No plano internacional, isso confirmaria a virada para o Sul Global com o apoio do BRICS+ à África do Sul. Na época de Zuma como presidente, a África do Sul já começou a virar para o Oriente, e isso se confirmou com a guerra da Ucrânia, com os Estados Unidos acusando o governo de Ramaphosa de fornecer armas a Vladimir Putin. Malema do EFF apoia a invasão russa como uma “guerra contra o imperialismo”, e isso pode afastar o Ocidente de um parceiro histórico na África.
Outra opção seria formar uma grande coalizão com a Aliança Democrática
Embora seja menos provável por vários motivos. Primeiro, porque o Congresso Nacional Africano teria como parceiro o segundo partido do país e teria que ceder mais peso em suas decisões no Executivo do que com os outros partidos. Segundo, porque se o CNA perdeu votos, foi precisamente por causa de sua esquerda com o aparecimento do EFF e do MK, enquanto a AD se manteve em um nível de votos semelhante nas últimas eleições.

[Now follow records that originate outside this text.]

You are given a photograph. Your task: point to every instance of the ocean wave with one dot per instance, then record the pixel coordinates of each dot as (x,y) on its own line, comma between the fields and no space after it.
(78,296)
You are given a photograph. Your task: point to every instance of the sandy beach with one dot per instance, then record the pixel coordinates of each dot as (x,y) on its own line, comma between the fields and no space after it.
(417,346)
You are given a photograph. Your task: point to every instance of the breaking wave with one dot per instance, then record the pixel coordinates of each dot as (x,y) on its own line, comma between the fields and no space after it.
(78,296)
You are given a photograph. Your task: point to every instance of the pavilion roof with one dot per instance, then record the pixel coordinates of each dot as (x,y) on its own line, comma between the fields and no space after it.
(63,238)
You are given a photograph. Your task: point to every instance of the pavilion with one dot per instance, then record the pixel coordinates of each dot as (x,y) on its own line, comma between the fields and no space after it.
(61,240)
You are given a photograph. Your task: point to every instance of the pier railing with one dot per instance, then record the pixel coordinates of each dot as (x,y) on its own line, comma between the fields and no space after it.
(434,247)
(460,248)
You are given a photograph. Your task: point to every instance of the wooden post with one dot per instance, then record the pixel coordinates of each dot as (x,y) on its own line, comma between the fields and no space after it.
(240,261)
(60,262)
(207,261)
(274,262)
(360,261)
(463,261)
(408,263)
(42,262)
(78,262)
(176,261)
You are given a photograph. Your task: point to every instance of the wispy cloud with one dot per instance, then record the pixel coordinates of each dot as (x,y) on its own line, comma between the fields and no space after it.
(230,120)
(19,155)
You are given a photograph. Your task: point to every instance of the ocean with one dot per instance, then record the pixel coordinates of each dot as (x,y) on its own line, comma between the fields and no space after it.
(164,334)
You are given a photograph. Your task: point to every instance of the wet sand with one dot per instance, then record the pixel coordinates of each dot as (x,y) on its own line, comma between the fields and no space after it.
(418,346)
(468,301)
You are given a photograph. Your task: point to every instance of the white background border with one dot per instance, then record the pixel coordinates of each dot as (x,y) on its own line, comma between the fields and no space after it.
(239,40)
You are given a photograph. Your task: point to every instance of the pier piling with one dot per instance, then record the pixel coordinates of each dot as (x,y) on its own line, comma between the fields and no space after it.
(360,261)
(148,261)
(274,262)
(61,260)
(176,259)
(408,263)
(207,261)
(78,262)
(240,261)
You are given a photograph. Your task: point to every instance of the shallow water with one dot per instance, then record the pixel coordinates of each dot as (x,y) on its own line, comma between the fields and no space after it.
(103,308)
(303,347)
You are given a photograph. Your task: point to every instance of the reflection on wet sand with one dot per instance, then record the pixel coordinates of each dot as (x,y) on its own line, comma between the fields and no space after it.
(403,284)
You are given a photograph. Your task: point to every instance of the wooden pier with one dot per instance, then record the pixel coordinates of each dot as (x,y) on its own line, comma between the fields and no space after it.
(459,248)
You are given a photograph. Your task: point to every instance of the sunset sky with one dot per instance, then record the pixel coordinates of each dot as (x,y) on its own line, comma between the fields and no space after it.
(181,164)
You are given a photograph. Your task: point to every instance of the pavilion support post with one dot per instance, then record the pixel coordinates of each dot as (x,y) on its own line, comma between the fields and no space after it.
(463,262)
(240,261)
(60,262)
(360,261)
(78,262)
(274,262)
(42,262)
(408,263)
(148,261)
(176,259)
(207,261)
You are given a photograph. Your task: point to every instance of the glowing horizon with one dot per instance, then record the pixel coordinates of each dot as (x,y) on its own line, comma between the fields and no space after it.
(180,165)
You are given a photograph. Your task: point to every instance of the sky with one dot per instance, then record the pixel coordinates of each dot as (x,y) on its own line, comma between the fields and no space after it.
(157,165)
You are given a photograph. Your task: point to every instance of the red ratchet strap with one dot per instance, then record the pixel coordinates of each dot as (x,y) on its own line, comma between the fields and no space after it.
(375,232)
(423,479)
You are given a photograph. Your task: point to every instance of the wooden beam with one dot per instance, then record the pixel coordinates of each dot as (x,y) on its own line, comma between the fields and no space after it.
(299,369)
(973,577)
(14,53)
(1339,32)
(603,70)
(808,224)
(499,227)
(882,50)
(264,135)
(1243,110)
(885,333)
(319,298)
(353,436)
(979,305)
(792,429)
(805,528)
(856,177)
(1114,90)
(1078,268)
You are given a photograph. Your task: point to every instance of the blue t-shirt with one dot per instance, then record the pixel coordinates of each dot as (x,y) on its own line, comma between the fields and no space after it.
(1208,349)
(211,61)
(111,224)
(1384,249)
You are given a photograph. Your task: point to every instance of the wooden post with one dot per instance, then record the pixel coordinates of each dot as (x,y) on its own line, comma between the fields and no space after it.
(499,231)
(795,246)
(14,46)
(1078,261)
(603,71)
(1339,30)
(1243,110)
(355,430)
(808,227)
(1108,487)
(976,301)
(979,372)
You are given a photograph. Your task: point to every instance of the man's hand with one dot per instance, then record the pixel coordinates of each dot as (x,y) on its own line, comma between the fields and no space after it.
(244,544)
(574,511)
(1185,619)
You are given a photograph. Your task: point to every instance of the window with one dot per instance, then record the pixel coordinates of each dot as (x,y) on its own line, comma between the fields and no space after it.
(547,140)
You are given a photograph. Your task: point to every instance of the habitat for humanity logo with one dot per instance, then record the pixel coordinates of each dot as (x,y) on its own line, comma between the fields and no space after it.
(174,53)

Ou seja, se o CNA quer recuperar o eleitorado que lhe dava a maioria absoluta, deve olhar para sua esquerda e não para os liberais da AD. Fazer alianças com eles poderia melhorar a previsão econômica e a visão do país por parte dos investidores, mas significaria perder ainda mais sua essência e provavelmente cair ainda mais em futuras eleições.
Seja com quem for, a África do Sul enfrenta uma situação inédita em sua curta história democrática. Ramaphosa terá que sentar-se para negociar e ceder pela primeira vez para poder ser reeleito presidente. O legado do apartheid já não pesa tanto em um país com uma idade média de 28 anos e uma geração nascida já na democracia que anseia por empregos e um futuro econômico próspero.